NITROGENASE MECHANISMS AND METALLOCENTER ASSEMBLY

固氮酶机制和金属中心组件

• 批准号: 2822767
• 负责人: Lance C. Seefeldt
• 金额: $ 17.9万
• 依托单位: UTAH STATE UNIVERSITY
• 依托单位国家: 美国
• 财政年份: 1999
• 资助国家: 美国
• 起止时间: 1999-03-01 至 2003-02-28
• 项目状态: 已结题
• 来源: https://reporter.nih.gov/project-details/2822767
• 关键词: Azotobacter vinelandii; active sites; bacterial genetics; bacterial proteins; cofactor; enzyme activity; enzyme mechanism; iron; microorganism culture; molybdenum; nitrogenase; nutrition related tag; oxidoreductase inhibitor; protein biosynthesis; site directed mutagenesis

The element nitrogen (N) is essential to all life forms on Earth and the availability of fixed nitrogen is often the limiting factor in food production. Biological nitrogen fixation, which occurs in a diverse group of microbes, represents the single largest input of fixed nitrogen in the reductive portion of the global nitrogen cycle. A molecular understanding of the enzyme responsible for biological nitrogen fixation, nitrogenase, could contribute to enhanced food production world wide, and thus to the overall health of the global population. Our goal is to contribute towards an understanding of how the two complex metallocenters of nitrogenase, the P cluster and FeMo-cofactor, are formed and function biologically. The project described herein will focus on the molecular mechanisms for P cluster and FeMo-cofactor formation, as well as the contribution of P clusters to the nitrogenase catalytic mechanism. These objectives will be accomplished through: (i) characterization of nif-specific gene products that function in the formation and insertion of FeMo-cofactor, (ii) characterization of the catalytic, spectroscopic, and kinetic properties of MoFe proteins that have been altered by site-directed mutagenesis or by the specific chemical modification of their P clusters. These experiments, which hetefore were either impossible or extremely difficult, can now be performed through the application of new purification procedures we have developed and on our ability to isolate an FeMo-cofactorless form of the MoFe protein that contains intact P clusters and can be activated to high levels of activity by FeMo-cofactor addition.
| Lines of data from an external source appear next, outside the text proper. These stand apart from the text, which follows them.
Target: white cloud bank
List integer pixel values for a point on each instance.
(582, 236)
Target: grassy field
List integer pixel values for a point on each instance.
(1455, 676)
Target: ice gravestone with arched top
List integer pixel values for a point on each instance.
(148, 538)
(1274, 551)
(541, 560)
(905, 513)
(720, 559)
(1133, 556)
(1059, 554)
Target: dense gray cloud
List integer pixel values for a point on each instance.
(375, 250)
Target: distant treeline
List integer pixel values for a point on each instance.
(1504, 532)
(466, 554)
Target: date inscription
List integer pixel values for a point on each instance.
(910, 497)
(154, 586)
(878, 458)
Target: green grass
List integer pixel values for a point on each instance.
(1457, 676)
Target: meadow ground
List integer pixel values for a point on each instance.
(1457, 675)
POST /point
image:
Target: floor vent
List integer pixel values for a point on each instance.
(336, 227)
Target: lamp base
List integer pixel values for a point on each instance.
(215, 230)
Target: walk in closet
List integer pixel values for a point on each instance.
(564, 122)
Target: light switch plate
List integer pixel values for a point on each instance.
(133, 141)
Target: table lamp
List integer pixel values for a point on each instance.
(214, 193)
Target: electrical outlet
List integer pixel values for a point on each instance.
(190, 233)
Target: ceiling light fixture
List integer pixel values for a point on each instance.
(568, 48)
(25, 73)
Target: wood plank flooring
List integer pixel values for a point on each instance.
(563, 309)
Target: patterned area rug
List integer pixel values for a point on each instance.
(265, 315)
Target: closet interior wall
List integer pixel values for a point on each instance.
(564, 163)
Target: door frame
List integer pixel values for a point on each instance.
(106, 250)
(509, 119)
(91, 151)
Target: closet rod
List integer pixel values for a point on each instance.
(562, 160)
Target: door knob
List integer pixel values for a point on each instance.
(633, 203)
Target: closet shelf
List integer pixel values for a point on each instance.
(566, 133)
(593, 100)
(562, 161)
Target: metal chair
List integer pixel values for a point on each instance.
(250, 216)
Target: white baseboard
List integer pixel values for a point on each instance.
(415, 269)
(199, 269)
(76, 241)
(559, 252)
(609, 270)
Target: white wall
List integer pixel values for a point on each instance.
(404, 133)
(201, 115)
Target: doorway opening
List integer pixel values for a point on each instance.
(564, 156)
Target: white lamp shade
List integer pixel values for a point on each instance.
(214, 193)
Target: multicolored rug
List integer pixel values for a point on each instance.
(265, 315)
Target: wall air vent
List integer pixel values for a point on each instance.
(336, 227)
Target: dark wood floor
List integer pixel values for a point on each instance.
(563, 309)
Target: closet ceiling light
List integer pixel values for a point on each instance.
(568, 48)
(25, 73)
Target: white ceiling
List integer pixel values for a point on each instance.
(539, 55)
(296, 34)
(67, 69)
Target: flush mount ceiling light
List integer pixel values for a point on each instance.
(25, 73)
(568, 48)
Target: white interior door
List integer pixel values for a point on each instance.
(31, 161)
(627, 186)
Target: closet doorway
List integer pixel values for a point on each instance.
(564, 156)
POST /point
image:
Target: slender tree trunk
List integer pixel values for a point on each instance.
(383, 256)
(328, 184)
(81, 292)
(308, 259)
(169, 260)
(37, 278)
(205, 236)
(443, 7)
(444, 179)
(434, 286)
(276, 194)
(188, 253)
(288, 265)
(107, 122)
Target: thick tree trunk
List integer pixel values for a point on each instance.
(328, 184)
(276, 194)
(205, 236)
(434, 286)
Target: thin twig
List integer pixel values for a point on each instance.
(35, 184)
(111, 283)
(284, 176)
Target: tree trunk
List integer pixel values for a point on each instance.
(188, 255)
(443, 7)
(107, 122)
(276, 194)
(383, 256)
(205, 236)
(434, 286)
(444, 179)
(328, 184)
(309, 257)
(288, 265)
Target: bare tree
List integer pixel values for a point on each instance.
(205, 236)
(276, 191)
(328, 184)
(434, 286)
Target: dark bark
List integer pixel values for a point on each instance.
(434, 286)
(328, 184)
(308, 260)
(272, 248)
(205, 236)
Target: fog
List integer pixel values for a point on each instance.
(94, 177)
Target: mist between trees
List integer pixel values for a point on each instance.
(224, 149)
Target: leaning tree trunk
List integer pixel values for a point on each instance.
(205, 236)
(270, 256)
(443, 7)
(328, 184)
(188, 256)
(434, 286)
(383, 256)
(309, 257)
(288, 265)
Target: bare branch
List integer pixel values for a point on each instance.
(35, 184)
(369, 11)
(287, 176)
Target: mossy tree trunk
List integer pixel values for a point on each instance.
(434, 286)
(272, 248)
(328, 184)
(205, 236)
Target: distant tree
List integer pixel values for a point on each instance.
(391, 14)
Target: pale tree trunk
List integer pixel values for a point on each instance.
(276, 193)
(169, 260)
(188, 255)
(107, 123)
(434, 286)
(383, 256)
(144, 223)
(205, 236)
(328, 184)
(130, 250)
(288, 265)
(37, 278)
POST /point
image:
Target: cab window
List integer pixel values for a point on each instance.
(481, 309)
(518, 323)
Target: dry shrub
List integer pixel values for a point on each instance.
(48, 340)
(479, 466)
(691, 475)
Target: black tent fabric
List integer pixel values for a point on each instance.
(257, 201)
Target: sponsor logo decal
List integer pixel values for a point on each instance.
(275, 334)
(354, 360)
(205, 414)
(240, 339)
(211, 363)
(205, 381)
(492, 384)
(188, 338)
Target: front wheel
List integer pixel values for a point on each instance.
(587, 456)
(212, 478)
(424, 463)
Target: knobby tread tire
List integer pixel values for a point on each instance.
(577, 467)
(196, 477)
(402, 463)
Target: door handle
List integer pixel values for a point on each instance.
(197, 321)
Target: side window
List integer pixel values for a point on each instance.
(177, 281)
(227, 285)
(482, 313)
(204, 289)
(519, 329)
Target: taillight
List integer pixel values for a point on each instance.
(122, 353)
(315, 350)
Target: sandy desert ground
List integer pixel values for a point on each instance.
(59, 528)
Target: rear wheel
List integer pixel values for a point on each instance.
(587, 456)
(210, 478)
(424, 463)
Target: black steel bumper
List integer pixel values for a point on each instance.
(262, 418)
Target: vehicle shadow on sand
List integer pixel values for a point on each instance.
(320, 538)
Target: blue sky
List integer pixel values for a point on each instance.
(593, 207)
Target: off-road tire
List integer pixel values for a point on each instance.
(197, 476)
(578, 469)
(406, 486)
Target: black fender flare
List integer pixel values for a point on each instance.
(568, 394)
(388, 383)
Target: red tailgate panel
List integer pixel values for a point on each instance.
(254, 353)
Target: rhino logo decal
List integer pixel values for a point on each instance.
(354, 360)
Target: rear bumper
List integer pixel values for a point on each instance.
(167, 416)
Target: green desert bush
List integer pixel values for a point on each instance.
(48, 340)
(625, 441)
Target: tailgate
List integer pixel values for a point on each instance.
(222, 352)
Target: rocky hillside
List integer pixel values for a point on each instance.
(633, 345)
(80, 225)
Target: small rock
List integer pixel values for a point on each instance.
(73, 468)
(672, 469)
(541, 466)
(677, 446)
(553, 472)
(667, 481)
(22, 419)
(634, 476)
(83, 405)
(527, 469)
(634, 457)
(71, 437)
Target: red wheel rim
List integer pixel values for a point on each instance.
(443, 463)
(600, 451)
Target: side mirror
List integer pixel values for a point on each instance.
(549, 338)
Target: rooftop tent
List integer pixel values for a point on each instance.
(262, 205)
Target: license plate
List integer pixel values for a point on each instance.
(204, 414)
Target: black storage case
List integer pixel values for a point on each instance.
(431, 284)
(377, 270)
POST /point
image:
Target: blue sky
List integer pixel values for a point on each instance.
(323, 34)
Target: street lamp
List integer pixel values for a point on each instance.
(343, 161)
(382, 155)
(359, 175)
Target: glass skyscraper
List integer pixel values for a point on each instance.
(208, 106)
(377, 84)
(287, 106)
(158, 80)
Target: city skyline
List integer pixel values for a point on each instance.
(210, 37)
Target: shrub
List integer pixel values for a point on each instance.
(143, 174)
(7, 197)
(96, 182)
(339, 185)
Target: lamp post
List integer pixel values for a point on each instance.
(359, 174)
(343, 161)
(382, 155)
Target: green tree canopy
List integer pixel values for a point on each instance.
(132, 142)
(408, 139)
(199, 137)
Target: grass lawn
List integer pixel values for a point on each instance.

氮元素 (N) 对于地球上的所有生命形式至关重要 固定氮的可用性通常是食品的限制因素 生产。 生物固氮作用发生在多种情况 微生物群，代表固定氮的单一最大输入 在全球氮循环的还原部分。一个分子 了解负责生物氮的酶 固氮酶的固定作用可能有助于提高粮食产量 世界范围内，从而影响全球人口的整体健康。我们的 目标是帮助理解这两个复杂的 固氮酶的金属中心、P 簇和 FeMo 辅因子是 形成并发挥生物学功能。 本文描述的项目将 关注P簇和FeMo辅因子的分子机制 形成以及 P 簇对固氮酶的贡献 催化机制。 这些目标将通过以下方式实现：(i) nif 特异性基因产物的表征，该产物在 FeMo 辅因子的形成和插入，(ii) 的表征 MoFe 蛋白质的催化、光谱和动力学特性 已通过定点诱变或特定的 他们的P簇的化学修饰。 这些实验， 以前要么是不可能的，要么是极其困难的，现在可以 通过应用新的纯化程序进行，我们有 开发并基于我们分离 FeMo 无辅因子形式的能力 MoFe 蛋白含有完整的 P 簇，可被激活 添加 FeMo 辅因子可提高活性水平。